The bill, sponsored by Councilmembers Marion Barry, Harry Thomas, Jr., and Michael Brown, would establish a medallion system requiring cab companies and drivers to purchase a medallion, a special license, to operate in D.C.
“I feel the bill is a needed mechanism to conduct a comprehensive review of our taxis, the drivers and the [D.C. Taxicab Commission] as a whole,” Brown said. “Frankly, the current structure needs an overhaul.”
Brown, who had brief oversight of D.C.’s Taxicab Commission, said he was “astounded” to learn that about 92 percent of D.C. taxi drivers aren’t District residents. He said the bill could provide a “greater opportunity for District residents to become drivers.”
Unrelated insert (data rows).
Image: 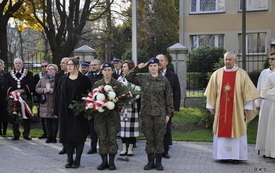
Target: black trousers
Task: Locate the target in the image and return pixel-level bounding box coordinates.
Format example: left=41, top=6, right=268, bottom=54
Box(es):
left=88, top=118, right=98, bottom=151
left=163, top=116, right=172, bottom=153
left=65, top=141, right=85, bottom=165
left=44, top=118, right=58, bottom=138
left=13, top=119, right=30, bottom=138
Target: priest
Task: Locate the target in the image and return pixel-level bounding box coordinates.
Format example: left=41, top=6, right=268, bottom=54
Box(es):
left=204, top=51, right=260, bottom=164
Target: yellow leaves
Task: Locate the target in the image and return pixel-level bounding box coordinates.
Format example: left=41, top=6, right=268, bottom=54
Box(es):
left=10, top=0, right=44, bottom=31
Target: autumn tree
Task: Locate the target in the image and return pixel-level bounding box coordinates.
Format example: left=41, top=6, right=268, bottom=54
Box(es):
left=29, top=0, right=114, bottom=65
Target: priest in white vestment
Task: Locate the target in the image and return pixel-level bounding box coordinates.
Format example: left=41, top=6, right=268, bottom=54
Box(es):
left=255, top=51, right=275, bottom=153
left=261, top=72, right=275, bottom=158
left=204, top=51, right=260, bottom=164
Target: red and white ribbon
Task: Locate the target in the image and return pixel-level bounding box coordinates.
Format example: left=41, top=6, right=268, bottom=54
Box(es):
left=9, top=91, right=33, bottom=119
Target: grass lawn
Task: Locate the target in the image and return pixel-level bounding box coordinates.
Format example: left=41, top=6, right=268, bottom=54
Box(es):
left=2, top=107, right=259, bottom=144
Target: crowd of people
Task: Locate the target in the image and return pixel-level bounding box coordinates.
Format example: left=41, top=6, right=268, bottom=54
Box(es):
left=2, top=51, right=275, bottom=170
left=0, top=56, right=180, bottom=171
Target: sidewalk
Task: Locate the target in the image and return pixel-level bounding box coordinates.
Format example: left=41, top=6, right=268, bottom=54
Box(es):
left=0, top=137, right=274, bottom=173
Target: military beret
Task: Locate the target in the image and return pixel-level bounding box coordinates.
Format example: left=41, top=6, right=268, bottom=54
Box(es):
left=148, top=57, right=159, bottom=64
left=101, top=62, right=114, bottom=70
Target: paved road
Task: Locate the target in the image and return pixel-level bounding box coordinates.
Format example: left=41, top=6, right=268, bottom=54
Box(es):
left=0, top=137, right=274, bottom=173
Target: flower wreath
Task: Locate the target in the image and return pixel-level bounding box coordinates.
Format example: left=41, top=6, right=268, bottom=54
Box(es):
left=69, top=84, right=141, bottom=117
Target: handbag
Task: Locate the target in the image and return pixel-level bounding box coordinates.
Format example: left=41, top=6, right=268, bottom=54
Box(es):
left=40, top=94, right=47, bottom=104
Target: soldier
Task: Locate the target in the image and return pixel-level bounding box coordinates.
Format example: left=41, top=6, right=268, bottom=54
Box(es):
left=126, top=57, right=174, bottom=171
left=4, top=58, right=35, bottom=140
left=93, top=62, right=121, bottom=170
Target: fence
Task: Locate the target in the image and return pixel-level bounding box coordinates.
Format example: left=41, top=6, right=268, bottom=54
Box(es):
left=186, top=53, right=268, bottom=96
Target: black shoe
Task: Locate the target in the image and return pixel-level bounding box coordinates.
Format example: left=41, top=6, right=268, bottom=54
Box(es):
left=232, top=160, right=240, bottom=164
left=12, top=137, right=19, bottom=140
left=59, top=148, right=66, bottom=155
left=263, top=155, right=270, bottom=158
left=23, top=136, right=32, bottom=140
left=38, top=134, right=47, bottom=139
left=45, top=138, right=52, bottom=143
left=52, top=138, right=57, bottom=143
left=65, top=163, right=72, bottom=168
left=87, top=149, right=97, bottom=154
left=71, top=164, right=80, bottom=168
left=162, top=153, right=170, bottom=159
left=219, top=159, right=230, bottom=163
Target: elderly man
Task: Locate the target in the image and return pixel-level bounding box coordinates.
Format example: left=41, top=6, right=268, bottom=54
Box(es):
left=4, top=58, right=35, bottom=140
left=34, top=61, right=49, bottom=139
left=156, top=54, right=181, bottom=159
left=87, top=59, right=103, bottom=154
left=204, top=51, right=260, bottom=164
left=53, top=57, right=69, bottom=154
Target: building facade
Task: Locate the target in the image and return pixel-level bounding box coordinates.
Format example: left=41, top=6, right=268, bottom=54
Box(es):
left=180, top=0, right=275, bottom=71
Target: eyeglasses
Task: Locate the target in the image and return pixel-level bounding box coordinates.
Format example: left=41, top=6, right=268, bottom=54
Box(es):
left=91, top=64, right=99, bottom=66
left=269, top=58, right=275, bottom=61
left=41, top=65, right=48, bottom=67
left=66, top=63, right=74, bottom=66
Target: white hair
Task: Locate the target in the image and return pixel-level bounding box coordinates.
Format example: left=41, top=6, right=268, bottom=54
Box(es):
left=13, top=58, right=23, bottom=64
left=224, top=51, right=237, bottom=59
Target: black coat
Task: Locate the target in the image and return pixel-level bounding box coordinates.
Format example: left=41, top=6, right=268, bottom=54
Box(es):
left=87, top=72, right=103, bottom=87
left=0, top=71, right=9, bottom=122
left=165, top=69, right=181, bottom=112
left=52, top=71, right=66, bottom=116
left=55, top=72, right=91, bottom=143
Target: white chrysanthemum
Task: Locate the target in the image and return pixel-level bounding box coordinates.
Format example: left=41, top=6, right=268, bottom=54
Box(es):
left=104, top=85, right=113, bottom=92
left=98, top=107, right=105, bottom=112
left=106, top=101, right=115, bottom=110
left=96, top=93, right=106, bottom=101
left=121, top=81, right=128, bottom=86
left=135, top=86, right=141, bottom=91
left=108, top=91, right=116, bottom=100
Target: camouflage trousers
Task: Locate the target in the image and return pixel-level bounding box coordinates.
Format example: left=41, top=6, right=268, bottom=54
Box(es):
left=141, top=114, right=166, bottom=154
left=94, top=113, right=120, bottom=154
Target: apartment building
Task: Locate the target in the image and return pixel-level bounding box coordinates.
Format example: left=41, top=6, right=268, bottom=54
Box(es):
left=180, top=0, right=275, bottom=71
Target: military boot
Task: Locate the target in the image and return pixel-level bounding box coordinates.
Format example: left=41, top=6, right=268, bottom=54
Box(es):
left=144, top=153, right=155, bottom=170
left=97, top=154, right=109, bottom=170
left=155, top=153, right=164, bottom=171
left=109, top=154, right=116, bottom=170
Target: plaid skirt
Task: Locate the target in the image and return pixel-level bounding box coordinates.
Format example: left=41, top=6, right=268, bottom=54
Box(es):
left=118, top=103, right=140, bottom=138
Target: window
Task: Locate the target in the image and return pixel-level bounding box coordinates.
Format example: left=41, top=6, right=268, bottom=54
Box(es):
left=191, top=0, right=225, bottom=13
left=239, top=0, right=268, bottom=11
left=238, top=33, right=266, bottom=54
left=190, top=34, right=224, bottom=50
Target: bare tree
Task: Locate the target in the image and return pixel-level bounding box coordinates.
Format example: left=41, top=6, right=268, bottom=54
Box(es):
left=0, top=0, right=24, bottom=68
left=29, top=0, right=114, bottom=65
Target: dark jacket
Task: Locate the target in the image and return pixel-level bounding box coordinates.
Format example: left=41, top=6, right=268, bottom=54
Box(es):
left=55, top=72, right=91, bottom=143
left=165, top=69, right=181, bottom=112
left=87, top=72, right=103, bottom=87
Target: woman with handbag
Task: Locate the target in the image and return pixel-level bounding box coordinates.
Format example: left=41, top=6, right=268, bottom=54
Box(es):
left=35, top=64, right=58, bottom=143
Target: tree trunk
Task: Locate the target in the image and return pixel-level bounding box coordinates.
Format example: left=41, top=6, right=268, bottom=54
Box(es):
left=0, top=18, right=8, bottom=70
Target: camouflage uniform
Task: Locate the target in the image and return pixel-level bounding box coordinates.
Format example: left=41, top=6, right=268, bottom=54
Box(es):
left=93, top=78, right=121, bottom=154
left=126, top=66, right=174, bottom=154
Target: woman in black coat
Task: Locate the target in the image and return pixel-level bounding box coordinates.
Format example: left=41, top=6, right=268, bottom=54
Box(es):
left=54, top=58, right=91, bottom=168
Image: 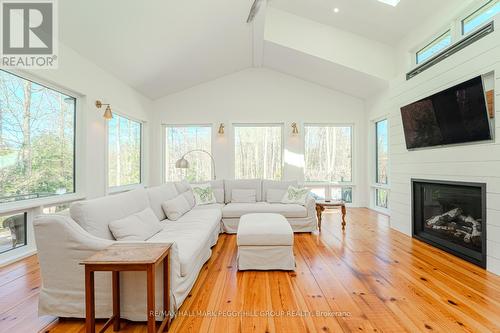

In total, 4,000 medallions may be sold – about half the amount of the current number of taxis – with 150 set aside specifically for D.C. residents, according to the bill. Different “classes” could be purchased from $250 to $5,000 for individual drivers, and $500 to $10,000 for cab companies. The classes are determined by the type of car driven and the area in which it would drive. Most drivers and companies will have to buy multiple classes to cover the areas where they drive. Brown declined to say how much revenue the legislation could bring to the city, but a recent report from local radio station WTOP said it could be between $200 million and $400 million.
“While this policy system should not be based on revenue, I feel the cost of the medallion system will be a boost to the finances of city government through its initial implementation and through the long run by employing more District taxpayers,” Brown said.
Thomas Smith, who operates a fleet of about 150 taxis in D.C., said the medallion program is needed to give District cab companies control of the industry.
Smith explained that if passed and implemented, the bill could limit the amount of taxicabs owned by non-D.C residents. Some drivers or companies may not want to pay the medallion fee, he said, reducing the amount of taxis available.
If a company buys a medallion, according to the proposal, it covers all of the cabs in its fleet. There is a fee for all drivers and companies to renew the medallion each year, ranging from $250 to $500.
“Right now, the [newer] cab drivers from out of D.C. do whatever they want to do. They hop around whenever they want to and take revenue from us,” he said.
Smith said the value of cab companies in D.C. is very low, but with the medallion program in place, drivers and companies would be able to resell their medallions when they want to retire or pass on the company.